Added option to use standard idf term for TfidfTransformer and TfidfVectorizer #14748

mitchelldehaven · 2019-08-24T14:08:06Z

The TfidfTransformer and TfidfVectorizer use an idf that is not the standard textbook definition. I added a parameter to both as an option to use the standard definition, while leaving the previously defined idf term as the default. I created some test cases to make sure it works but I didn't include them in tests/test_text.py. Should I include them there?

…r, fixed

amueller · 2019-08-24T16:03:31Z

I'm +.5 on this given how much conversation this has sparked in the the past

mitchelldehaven · 2019-08-24T16:11:53Z

I'm +.5 on this given how much conversation this has sparked in the the past

Has there been issues with having the standard idf definition added in the past? Or was the issue that the option wasn't there?

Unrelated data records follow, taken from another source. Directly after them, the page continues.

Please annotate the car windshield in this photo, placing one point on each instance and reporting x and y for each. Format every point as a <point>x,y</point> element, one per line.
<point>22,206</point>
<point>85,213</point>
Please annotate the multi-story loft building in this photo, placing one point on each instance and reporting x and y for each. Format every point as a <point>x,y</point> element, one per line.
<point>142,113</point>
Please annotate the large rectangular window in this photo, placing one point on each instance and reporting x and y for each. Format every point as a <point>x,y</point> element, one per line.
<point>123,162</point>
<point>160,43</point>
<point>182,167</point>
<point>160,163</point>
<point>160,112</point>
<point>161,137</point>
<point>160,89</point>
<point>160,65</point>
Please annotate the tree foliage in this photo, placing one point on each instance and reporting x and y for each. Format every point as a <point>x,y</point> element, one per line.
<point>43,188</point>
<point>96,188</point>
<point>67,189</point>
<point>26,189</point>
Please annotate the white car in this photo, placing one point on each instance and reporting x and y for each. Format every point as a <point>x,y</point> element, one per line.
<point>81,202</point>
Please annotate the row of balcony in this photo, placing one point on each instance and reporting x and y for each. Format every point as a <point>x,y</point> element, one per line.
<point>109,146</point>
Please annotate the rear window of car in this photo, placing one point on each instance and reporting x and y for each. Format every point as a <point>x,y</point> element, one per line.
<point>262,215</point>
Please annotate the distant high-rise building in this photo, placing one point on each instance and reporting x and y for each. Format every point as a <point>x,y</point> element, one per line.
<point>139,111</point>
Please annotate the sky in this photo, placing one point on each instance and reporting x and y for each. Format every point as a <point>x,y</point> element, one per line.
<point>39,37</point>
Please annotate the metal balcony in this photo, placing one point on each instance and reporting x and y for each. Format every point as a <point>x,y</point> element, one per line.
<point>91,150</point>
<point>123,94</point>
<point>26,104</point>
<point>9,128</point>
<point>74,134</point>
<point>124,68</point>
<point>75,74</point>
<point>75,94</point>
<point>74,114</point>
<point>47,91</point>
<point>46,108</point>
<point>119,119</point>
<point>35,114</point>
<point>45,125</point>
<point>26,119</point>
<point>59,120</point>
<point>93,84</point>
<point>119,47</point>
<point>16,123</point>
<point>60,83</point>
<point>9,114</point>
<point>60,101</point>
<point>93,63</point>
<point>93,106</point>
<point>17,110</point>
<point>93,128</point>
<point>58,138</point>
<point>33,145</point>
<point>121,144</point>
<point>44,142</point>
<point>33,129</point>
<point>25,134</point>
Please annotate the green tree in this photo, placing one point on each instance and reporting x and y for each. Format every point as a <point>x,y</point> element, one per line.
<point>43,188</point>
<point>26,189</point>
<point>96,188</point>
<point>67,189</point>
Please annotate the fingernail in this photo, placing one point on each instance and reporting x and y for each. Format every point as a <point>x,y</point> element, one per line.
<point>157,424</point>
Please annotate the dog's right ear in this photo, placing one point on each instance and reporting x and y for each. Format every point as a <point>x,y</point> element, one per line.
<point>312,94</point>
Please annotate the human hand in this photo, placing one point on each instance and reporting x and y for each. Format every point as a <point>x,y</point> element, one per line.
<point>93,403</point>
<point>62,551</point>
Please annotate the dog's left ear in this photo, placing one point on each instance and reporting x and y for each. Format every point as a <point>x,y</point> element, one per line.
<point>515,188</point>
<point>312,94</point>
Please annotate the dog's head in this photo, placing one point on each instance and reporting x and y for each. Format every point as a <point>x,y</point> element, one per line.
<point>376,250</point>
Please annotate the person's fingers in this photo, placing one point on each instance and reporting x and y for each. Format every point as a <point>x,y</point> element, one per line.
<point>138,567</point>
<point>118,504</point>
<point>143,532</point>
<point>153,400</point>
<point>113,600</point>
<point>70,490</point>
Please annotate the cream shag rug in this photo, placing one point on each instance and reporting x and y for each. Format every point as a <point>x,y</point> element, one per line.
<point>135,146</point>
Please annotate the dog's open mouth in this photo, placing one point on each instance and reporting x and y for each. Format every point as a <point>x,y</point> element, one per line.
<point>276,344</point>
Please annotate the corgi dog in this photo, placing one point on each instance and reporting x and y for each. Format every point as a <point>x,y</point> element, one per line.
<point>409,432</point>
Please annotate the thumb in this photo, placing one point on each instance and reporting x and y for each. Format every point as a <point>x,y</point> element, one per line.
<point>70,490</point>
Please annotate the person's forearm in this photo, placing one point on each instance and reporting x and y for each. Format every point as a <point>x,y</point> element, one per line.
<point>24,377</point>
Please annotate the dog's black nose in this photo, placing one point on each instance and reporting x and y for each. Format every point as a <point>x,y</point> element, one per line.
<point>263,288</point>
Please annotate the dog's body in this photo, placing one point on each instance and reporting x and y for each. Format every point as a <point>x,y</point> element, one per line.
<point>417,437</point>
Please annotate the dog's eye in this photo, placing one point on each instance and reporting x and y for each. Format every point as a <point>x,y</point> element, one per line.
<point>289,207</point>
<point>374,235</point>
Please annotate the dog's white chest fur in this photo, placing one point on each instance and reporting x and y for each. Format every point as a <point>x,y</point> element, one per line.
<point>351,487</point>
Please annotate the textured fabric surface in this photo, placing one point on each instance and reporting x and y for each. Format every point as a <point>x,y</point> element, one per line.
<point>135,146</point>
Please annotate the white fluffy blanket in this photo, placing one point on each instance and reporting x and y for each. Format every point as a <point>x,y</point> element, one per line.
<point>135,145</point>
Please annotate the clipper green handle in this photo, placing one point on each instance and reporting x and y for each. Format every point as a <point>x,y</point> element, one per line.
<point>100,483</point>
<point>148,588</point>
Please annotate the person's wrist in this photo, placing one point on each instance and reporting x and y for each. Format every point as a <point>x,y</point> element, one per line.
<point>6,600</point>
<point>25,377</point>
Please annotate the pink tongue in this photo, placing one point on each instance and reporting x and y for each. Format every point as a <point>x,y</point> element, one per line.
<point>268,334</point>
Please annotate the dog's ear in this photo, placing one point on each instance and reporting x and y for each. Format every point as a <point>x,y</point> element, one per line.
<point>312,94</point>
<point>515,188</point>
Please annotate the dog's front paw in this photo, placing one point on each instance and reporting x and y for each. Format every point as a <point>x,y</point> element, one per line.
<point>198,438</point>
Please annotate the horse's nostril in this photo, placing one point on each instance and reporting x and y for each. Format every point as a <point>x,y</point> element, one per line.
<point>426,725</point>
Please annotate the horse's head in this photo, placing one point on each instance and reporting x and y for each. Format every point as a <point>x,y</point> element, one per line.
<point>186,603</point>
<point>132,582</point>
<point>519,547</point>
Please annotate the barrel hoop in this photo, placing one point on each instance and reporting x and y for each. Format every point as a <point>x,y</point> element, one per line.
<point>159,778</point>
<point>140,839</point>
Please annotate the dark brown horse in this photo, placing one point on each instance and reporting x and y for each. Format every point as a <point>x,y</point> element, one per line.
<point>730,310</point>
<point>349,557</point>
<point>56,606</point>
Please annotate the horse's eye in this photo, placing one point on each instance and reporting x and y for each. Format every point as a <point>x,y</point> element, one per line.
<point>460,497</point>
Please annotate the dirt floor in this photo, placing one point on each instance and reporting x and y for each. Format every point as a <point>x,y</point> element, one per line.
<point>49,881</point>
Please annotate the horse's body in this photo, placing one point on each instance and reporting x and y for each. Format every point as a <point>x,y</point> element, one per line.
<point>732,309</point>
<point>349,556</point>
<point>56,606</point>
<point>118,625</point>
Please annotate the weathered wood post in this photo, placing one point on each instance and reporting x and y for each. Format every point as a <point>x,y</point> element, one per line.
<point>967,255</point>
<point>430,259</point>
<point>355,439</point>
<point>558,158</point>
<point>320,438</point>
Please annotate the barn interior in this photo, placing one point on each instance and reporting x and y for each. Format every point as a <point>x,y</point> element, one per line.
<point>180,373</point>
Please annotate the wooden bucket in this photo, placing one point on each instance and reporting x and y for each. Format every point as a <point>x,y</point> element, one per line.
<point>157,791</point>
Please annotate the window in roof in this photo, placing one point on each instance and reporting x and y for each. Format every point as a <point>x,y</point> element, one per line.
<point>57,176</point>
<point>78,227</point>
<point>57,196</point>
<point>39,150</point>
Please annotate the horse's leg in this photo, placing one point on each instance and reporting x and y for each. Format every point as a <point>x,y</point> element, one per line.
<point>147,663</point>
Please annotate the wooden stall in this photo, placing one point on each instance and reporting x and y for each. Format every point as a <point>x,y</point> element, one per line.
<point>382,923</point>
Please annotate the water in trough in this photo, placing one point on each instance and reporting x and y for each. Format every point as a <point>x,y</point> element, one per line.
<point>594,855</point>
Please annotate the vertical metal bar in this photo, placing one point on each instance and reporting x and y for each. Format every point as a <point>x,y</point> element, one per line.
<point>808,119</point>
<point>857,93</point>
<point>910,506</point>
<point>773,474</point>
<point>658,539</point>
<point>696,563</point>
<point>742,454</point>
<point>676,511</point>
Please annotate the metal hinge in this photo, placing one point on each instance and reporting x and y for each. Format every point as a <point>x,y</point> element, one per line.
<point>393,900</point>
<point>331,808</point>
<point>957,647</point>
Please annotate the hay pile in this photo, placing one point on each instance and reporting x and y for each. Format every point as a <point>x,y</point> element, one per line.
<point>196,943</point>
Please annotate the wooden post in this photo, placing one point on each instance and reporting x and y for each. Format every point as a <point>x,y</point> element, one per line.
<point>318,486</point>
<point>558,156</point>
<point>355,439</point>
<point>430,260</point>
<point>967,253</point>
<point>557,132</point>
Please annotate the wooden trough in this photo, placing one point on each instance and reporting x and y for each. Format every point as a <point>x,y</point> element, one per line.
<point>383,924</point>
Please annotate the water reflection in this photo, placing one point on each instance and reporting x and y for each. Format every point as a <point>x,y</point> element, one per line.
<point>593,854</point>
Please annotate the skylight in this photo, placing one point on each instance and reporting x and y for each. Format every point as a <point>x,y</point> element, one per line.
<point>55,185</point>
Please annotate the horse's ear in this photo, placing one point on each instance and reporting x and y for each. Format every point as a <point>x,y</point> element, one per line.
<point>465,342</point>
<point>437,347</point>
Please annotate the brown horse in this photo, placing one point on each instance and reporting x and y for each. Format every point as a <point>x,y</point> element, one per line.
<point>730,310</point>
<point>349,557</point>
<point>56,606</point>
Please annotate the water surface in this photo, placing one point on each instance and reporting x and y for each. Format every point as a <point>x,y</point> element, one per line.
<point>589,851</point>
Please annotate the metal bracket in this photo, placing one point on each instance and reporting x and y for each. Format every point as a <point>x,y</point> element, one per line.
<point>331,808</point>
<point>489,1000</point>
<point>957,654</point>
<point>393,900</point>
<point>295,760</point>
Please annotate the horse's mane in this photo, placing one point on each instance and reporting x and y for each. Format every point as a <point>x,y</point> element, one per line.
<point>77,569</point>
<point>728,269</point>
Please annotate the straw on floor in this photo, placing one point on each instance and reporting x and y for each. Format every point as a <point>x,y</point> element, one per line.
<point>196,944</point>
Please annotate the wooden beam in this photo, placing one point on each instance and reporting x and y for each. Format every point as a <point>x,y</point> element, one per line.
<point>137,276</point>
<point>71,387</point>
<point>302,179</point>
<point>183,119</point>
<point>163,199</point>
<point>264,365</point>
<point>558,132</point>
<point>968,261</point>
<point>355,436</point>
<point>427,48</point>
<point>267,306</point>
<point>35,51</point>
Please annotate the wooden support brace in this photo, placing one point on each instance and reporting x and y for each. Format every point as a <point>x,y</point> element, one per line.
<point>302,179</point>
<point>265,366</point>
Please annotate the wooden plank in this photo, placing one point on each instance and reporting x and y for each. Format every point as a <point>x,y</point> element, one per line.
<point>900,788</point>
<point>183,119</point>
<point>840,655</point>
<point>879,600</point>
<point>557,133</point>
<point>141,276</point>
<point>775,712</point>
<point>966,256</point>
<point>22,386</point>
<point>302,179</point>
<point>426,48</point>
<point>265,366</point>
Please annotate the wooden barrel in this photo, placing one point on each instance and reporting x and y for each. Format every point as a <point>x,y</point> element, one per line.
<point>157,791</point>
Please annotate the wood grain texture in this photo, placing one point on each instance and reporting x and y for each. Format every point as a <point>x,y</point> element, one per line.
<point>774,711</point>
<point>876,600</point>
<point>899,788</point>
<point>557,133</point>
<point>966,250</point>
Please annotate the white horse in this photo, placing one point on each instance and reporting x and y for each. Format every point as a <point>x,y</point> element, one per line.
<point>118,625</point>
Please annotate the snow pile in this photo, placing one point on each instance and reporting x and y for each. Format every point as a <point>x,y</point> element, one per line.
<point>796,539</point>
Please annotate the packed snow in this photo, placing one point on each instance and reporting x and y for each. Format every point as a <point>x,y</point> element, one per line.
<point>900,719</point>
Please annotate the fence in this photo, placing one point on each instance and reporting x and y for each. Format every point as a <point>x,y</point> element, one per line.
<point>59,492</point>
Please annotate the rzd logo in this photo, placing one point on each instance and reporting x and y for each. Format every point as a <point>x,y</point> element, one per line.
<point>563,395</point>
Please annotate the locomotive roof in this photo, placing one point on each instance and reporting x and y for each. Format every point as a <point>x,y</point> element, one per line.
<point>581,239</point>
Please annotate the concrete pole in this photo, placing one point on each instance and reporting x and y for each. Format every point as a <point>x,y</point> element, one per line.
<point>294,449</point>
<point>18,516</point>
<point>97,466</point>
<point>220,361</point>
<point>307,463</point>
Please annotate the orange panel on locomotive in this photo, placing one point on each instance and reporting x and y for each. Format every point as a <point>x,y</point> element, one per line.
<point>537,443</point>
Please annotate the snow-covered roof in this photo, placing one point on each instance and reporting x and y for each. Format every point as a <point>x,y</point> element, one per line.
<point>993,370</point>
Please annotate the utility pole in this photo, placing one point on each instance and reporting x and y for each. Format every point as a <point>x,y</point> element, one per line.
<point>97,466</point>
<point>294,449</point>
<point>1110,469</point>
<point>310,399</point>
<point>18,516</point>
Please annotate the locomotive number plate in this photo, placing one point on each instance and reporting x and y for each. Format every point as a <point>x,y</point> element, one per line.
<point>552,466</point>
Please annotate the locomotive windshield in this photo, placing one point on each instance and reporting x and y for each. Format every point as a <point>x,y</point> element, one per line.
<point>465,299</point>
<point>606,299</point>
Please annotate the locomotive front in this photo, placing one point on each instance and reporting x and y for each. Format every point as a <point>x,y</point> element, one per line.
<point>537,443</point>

amueller · 2019-08-24T16:15:30Z

no there were many complaints that we don't implement the standard, after which we changed the docs to be very explicit about it.

mitchelldehaven · 2019-08-24T16:26:30Z

I see. I was just working with the TfidfVectorizer and our test cases weren't behaving as expected. Then looking at the TfidfTransformer I found the explicit description of the idf term. The work around is to do the CounterVectorizer, then TfiidfTransformer and use (_idf - 1) on the transformed data. I figured having the option to use the standard idf instead of the work around would be a better solution.

mitchelldehaven · 2019-09-10T17:38:41Z

@amueller I am a bit unfamiliar with how all of this works, should I close the PR due to inactivity?

rth · 2019-09-10T17:49:40Z

I also have mixed feeling about this. One one side it would be great to have the standard IDF weighting as an option, on the other I think that TfidfVectorizer already has way too many options, and adding one more is not helping.

Overall I might be +1 to only add it to TfidfTransformer.

the effect of adding "1" to the idf term in the
equation above results in terms with zero idf, i.e., terms that occur in
all documents in a training set, will not be entirely ignored.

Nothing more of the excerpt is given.